Two BulletShares ETFs are seeing sizable flows as investors look for opportunities in the front end of the yield curve.
Many investors staying within the short to intermediate part of the curve, opting for balanced fixed income exposure as opposed to making big bets. Jason Bloom, Invesco’s head of fixed income and alternatives ETF Product Strategy, told VettaFi the front end of the curve is more favorable from a risk/reward perspective.
Longer durations offer little term premium when the yield curve is inverted. The back end of the curve currently means taking on more duration risk without being rewarded with meaningfully higher yields.
The $1.1 billion Invesco BulletShares 2025 High Yield Corporate Bond ETF (BSJP) has seen $350 million in one-week flows and $440 million in four-week flows. Year to date, BSJP has accreted $507 million in net flows.
Meanwhile, the $2 billion Invesco BulletShares 2026 Corporate Bond ETF (BSCQ) has taken in $37 million in one-week flows and $66 million in four-week flows. The fund has garnered $464 million year to date.
Why Invest in BulletShares ETFs Instead of Individual Bonds?
BulletShares ETFs offer the potential for monthly income and a cash distribution at the fund’s expected termination. BulletShares ETFs hold several potential advantages over a ladder of individual bonds for customized fixed income investing.

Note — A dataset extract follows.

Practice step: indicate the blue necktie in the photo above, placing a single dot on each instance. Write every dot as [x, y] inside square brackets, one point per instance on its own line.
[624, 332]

The BulletShares ETFs may offer greater control, diversification, and improved liquidity than a ladder of individual bonds. Bond portfolios tend to require a higher number of securities to maintain ideal diversification, which can be fairly cumbersome and time-consuming to trade, according to Invesco.
The flexibility component of BulletShares ETFs comes down to the scalability of the fund suite. Advisors can give their clients the same investment exposure at the exact same cost regardless of their size. This is very difficult to achieve using individual bonds, according to Invesco.